Not that my Fort Greene neighborhood that I've called home for 13 months is Brooklyn's answer to Gross Pointe, but I figured if I was going to encounter any unsavories on my journey home Monday night, it would have been closer to Bedford-Stuyvesant.

Because the MTA is the most disorganized government-run agency in America, I never know if I should hop on an A train (typically express) after the evening commute because sometimes -- not never, but not always -- it makes local stops in place of the normally local C train on the same blue line. C trains run far less frequently than the A, so I hopped on the latter when it pulled up moments after I strolled into the High Street/Brooklyn Bridge station.
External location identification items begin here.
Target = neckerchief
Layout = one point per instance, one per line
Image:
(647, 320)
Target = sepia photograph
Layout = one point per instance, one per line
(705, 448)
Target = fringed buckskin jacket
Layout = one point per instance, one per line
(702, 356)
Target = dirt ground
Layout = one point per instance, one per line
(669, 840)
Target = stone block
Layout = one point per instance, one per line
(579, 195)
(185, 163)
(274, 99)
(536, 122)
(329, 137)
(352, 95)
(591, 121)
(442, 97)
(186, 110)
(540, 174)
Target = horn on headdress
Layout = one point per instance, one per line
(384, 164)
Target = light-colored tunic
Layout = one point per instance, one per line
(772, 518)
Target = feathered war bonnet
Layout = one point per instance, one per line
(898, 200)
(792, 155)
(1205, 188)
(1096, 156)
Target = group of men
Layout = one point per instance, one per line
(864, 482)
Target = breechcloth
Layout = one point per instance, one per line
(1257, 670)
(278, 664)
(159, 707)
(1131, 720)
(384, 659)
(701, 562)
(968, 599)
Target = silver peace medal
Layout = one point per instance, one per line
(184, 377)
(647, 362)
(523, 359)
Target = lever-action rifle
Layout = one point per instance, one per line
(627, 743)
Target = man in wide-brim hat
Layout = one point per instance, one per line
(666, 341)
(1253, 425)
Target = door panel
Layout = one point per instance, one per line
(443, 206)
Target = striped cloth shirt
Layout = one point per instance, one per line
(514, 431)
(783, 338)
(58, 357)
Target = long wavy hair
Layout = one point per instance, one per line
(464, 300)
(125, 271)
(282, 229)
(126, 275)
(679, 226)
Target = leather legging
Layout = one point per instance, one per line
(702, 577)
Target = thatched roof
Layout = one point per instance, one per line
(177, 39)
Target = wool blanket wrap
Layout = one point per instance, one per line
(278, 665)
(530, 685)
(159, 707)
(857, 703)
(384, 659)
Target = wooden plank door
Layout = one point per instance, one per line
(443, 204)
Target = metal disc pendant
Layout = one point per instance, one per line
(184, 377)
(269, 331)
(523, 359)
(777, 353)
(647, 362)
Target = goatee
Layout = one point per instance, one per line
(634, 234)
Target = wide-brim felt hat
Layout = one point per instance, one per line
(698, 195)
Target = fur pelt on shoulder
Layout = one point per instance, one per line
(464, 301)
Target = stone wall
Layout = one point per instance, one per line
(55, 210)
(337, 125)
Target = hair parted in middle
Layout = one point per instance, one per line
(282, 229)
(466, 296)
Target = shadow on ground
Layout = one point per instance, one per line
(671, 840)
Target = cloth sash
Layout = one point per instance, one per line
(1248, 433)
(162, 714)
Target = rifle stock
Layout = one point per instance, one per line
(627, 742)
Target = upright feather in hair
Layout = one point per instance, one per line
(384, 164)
What's odd is that the A train's first three express stops in Brooklyn are the same three local stops the C makes, and because you can never hear the conductor's announcements, you really never know that you've stepped onto the wrong train until you see the Lafayette signs flying by.

So the A train finally stopped three stations after Lafayette, and I figured I'd allow myself an interesting 30-minute, after-dark walk home from the Nostrand Avenue stop in Bed-Stuy.

But it wasn't until after I'd walked a mile and gotten just a couple blocks from my home that I was asked by the most cracked-out-looking excuse for a grown man if I wanted to buy a pet taxi for $5.